Build an internet-of-things dashboard with Google Sheets and RStudio Shiny: Tutorial part 2/3
Dec 27, 2015 · 6 minute read · CommentsThis is the second installment of the Shiny + GDocs dashboard tutorial, where we learn how to use a Google Sheet spreadsheet to store data from connected “Internet of Things” data and use Shiny to create a web page to show the data. The first part showed you how to set up a Google Sheet to serve as a data server that accepts POST and GET HTTP requests, as well as how to use pivot tables and filters on the sheets directly. In this section, I’ll walk you through the specific aspects of R that we will wrap in Shiny code. We’ll cover: how to download CSV data from the web, handling date fields, and making various plots with ggplot2. I assume if you are reading tutorial that you already are using R and found the tutorial through a desire to connect to Google Sheets data. If not, I hope this overview will motivate you to learn more R!

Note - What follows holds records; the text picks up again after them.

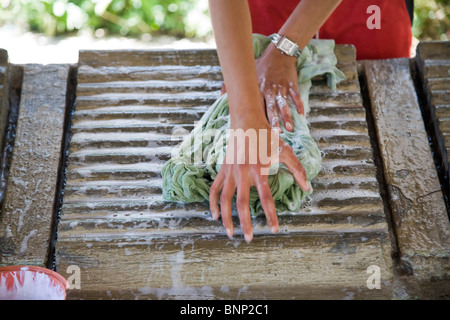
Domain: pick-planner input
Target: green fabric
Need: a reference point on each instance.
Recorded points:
(188, 175)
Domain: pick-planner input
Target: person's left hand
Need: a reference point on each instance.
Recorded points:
(277, 76)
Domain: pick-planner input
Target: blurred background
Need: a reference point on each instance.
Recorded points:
(52, 31)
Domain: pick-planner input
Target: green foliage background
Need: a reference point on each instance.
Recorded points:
(181, 18)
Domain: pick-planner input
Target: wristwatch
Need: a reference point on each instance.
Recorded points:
(286, 46)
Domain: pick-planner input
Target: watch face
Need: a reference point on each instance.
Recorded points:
(287, 46)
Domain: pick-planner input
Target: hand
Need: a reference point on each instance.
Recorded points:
(239, 172)
(277, 76)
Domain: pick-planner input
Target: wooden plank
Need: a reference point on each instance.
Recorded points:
(199, 266)
(433, 64)
(27, 213)
(129, 105)
(418, 209)
(4, 93)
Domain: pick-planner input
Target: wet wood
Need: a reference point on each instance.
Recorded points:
(416, 199)
(27, 214)
(116, 226)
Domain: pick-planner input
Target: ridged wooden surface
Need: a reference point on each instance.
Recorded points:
(129, 107)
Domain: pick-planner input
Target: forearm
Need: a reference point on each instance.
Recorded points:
(306, 20)
(233, 33)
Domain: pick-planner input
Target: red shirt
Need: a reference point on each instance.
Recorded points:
(348, 24)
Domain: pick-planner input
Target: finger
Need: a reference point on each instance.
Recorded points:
(267, 203)
(287, 156)
(297, 101)
(226, 198)
(271, 109)
(283, 106)
(214, 195)
(242, 205)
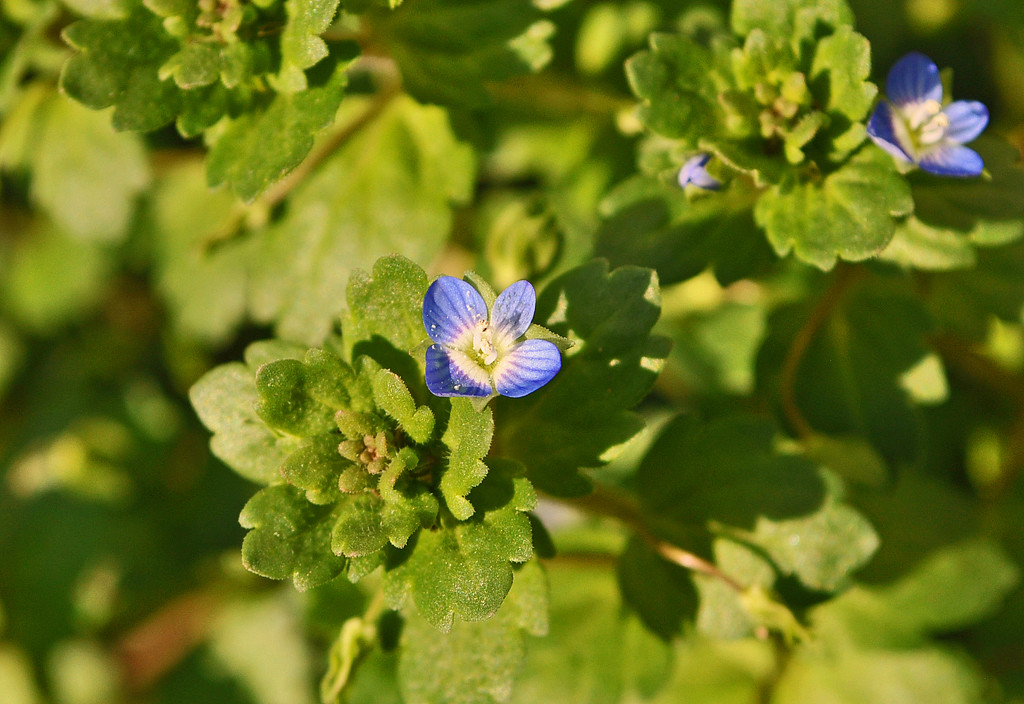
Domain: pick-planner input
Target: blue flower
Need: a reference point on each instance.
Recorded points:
(693, 172)
(480, 354)
(915, 128)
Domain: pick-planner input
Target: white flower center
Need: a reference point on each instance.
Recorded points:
(927, 122)
(482, 343)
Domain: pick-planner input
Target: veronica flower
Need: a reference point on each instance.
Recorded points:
(481, 353)
(693, 172)
(915, 128)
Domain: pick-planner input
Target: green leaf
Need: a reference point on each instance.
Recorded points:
(654, 225)
(662, 594)
(849, 381)
(963, 301)
(224, 400)
(920, 246)
(368, 522)
(474, 663)
(727, 477)
(302, 397)
(953, 587)
(613, 658)
(581, 416)
(315, 467)
(952, 217)
(963, 205)
(843, 64)
(259, 147)
(386, 303)
(51, 278)
(289, 538)
(463, 568)
(448, 50)
(301, 46)
(715, 351)
(201, 279)
(851, 214)
(468, 438)
(118, 64)
(393, 398)
(388, 188)
(85, 175)
(673, 80)
(782, 18)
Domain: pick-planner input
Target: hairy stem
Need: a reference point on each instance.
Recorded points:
(612, 503)
(843, 277)
(389, 88)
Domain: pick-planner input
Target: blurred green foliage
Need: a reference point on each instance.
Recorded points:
(838, 455)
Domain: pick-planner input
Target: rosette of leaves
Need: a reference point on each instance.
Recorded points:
(361, 467)
(780, 101)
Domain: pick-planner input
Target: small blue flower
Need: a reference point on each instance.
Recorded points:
(916, 129)
(480, 354)
(693, 172)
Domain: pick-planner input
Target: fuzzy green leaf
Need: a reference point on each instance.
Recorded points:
(851, 214)
(953, 586)
(314, 468)
(259, 147)
(224, 399)
(448, 50)
(86, 175)
(301, 397)
(474, 663)
(726, 476)
(393, 398)
(389, 188)
(301, 46)
(782, 18)
(843, 64)
(202, 284)
(673, 81)
(468, 438)
(581, 415)
(848, 382)
(952, 217)
(289, 538)
(662, 594)
(464, 568)
(652, 224)
(52, 278)
(118, 64)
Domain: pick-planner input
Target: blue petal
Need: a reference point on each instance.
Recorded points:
(451, 372)
(526, 367)
(451, 309)
(952, 160)
(967, 120)
(913, 79)
(513, 310)
(882, 130)
(693, 172)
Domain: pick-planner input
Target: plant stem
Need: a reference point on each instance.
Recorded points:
(390, 87)
(843, 277)
(607, 502)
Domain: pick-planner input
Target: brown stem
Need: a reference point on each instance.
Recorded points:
(607, 502)
(153, 648)
(390, 86)
(843, 277)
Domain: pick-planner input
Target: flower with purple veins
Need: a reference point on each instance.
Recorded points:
(915, 128)
(480, 353)
(693, 172)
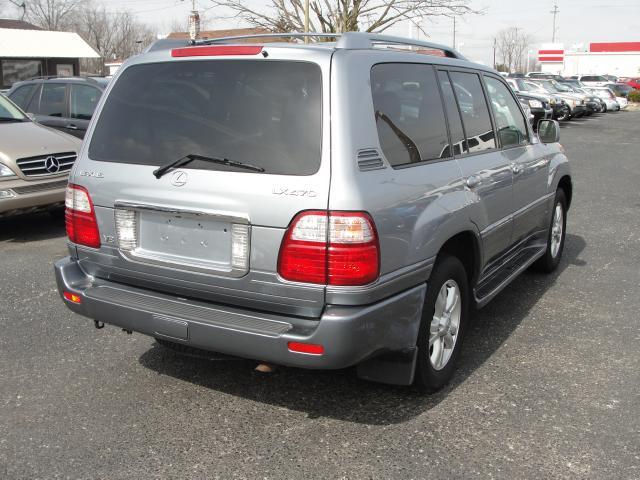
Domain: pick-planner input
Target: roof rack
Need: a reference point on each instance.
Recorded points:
(345, 41)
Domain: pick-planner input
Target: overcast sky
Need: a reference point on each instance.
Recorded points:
(579, 21)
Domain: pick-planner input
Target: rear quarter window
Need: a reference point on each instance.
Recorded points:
(265, 113)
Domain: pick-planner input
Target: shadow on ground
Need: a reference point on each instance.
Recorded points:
(32, 227)
(340, 394)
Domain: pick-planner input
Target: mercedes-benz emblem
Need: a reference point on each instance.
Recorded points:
(52, 165)
(179, 178)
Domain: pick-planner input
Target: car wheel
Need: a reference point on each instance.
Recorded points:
(555, 237)
(444, 320)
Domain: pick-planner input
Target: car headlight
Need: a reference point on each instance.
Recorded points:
(6, 171)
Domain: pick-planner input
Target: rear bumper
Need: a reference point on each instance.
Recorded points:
(348, 334)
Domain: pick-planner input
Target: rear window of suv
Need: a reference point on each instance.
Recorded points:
(262, 113)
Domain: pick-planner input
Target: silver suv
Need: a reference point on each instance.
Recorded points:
(317, 205)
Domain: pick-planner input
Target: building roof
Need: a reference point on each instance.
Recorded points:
(233, 32)
(17, 43)
(11, 23)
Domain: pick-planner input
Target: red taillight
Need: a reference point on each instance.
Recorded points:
(80, 217)
(310, 348)
(334, 248)
(72, 297)
(217, 50)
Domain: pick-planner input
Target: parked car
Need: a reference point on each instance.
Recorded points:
(209, 210)
(576, 105)
(64, 103)
(632, 82)
(607, 96)
(620, 89)
(538, 108)
(592, 80)
(34, 163)
(560, 110)
(544, 75)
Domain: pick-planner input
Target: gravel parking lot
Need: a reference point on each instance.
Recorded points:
(548, 387)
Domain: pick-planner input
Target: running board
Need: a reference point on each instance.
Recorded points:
(491, 286)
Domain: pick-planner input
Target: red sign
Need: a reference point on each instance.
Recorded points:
(551, 55)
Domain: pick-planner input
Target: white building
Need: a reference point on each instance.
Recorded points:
(621, 59)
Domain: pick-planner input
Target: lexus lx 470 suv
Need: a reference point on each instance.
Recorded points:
(318, 205)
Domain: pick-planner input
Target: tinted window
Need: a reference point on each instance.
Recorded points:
(510, 123)
(83, 101)
(52, 100)
(21, 95)
(263, 113)
(409, 113)
(475, 114)
(453, 114)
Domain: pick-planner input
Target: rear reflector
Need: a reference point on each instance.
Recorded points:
(217, 50)
(72, 297)
(309, 348)
(80, 217)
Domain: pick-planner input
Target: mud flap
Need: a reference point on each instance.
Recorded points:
(395, 368)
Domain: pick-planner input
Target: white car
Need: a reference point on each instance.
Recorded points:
(607, 96)
(592, 80)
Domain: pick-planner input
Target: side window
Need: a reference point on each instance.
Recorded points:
(474, 110)
(52, 100)
(83, 101)
(21, 95)
(408, 113)
(511, 126)
(453, 114)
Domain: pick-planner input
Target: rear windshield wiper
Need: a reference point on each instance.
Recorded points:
(159, 172)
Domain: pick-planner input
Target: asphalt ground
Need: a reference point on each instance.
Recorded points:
(548, 385)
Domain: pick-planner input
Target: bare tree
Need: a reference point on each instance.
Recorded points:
(512, 45)
(332, 16)
(52, 14)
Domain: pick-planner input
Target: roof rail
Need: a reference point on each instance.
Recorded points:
(364, 40)
(345, 41)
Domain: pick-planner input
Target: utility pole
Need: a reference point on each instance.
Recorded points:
(555, 12)
(306, 20)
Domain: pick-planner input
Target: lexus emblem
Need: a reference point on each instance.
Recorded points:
(52, 165)
(179, 178)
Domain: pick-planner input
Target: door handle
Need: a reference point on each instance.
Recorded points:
(473, 181)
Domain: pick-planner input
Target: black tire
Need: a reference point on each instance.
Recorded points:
(549, 262)
(428, 378)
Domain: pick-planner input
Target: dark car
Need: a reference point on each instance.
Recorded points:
(64, 103)
(620, 89)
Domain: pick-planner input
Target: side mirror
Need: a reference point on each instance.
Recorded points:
(549, 131)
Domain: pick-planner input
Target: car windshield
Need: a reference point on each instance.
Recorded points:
(8, 111)
(267, 114)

If you want to skip to using Shiny, head over to part 3. The finished code files are available on Github: https://github.com/douglas-watson/shiny-gdocs
Chinese translation: https://segmentfault.com/a/1190000004426828
Recommended setup
If you are an experienced R user, you already know what development environment you prefer. Use that one. If not, I recommend RStudio, available for Linux, Mac, and Windows. It has a decent editor (with Vim mode!) and integrates with Shiny. Head over to https://www.rstudio.com/products/rstudio/#Desktop to download it.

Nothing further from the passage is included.